In Public Health and Injury Prevention, Illinois could do more to combat causes of chronic disease and illness in its population. The state has very low rates of immunization against influenza and pneumonia for older adults and a relatively high rate of binge drinking among adults (23%). Despite an average rate of adult obesity, the child obesity rate in Illinois is among the highest in the country (19.3%). Illinois also has a high cardiovascular disease disparity ratio, indicating that there are populations in the state who may not be receiving adequate preventive care.

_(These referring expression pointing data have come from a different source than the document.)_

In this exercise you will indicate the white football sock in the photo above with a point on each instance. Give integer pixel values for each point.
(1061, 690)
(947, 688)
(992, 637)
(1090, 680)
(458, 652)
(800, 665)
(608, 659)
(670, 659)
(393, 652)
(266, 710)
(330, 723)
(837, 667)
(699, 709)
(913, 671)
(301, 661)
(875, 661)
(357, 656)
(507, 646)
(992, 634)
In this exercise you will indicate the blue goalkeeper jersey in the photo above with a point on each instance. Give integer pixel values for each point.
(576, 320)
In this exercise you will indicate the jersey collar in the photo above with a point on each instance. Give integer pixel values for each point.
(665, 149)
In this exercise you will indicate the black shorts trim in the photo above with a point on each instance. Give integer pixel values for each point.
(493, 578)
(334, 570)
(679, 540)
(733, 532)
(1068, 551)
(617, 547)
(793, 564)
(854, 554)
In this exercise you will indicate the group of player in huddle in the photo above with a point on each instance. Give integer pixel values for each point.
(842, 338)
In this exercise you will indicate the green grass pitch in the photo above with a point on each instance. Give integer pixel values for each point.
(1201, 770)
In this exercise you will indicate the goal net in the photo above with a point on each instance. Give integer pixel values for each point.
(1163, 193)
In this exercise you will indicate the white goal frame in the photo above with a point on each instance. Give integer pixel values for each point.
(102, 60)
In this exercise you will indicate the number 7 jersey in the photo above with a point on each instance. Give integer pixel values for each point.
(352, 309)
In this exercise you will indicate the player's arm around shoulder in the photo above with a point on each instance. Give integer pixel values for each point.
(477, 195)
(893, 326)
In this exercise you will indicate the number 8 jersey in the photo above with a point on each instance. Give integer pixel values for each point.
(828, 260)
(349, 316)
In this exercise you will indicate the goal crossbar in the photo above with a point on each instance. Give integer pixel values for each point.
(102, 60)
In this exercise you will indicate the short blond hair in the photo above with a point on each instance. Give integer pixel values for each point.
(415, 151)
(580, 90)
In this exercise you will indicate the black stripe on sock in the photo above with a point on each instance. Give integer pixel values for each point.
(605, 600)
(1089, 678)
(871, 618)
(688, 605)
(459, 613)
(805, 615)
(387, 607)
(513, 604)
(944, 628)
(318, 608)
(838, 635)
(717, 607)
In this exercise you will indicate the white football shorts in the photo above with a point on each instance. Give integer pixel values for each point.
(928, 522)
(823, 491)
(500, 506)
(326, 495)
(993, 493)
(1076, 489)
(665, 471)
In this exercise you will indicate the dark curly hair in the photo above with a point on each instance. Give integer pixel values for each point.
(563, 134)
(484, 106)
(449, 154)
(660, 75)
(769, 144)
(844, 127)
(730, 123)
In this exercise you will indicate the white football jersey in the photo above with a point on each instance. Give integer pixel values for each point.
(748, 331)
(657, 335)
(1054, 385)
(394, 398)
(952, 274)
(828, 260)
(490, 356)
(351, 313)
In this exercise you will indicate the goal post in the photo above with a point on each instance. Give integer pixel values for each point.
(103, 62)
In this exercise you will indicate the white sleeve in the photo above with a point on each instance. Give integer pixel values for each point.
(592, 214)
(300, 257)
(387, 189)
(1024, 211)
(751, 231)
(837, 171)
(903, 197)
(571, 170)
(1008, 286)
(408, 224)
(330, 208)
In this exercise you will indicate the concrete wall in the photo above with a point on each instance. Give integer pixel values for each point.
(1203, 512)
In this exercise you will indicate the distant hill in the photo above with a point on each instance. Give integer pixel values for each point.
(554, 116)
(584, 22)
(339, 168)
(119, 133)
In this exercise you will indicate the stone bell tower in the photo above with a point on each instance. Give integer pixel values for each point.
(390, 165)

The most pressing problem in Illinois is the state of its Medical Liability Environment. Without reform and a reversal of recent trends, the state risks losing its most qualified doctors and medical professionals to states where there is more protection against unnecessary lawsuits and excessive verdicts. Unfortunately, medical liability reform has not fared well in the Illinois court system to date.
While changes in a number of Disaster Preparedness indicators from 2009 may partially explain the significant grade drop, Illinois now ranks well below most other states in this category. In 2012, the state's Department of Public Health sought legislation to enhance immunity for its health care responders during an emergency but was unsuccessful. Adopting liability protections might help the state increase the per capita numbers of physicians, nurses, and behavioral health professionals registered in the Emergency System for Advance Registration of Volunteer Health Professionals, which are currently among the lowest in the nation.
Dwindling Medicaid reimbursement rates are another challenge for accessing needed care, especially with full implementation of the Patient Protection and Affordable Care Act and Medicaid expansion underway. The state has one of the lowest Medicaid fee levels for office visits, at only 57.9% of the national average, and rates have been stagnant since 2007. Illinois needs to increase Medicaid payments to attract more physicians to serve the Medicaid population and meet the state's growing need for primary care.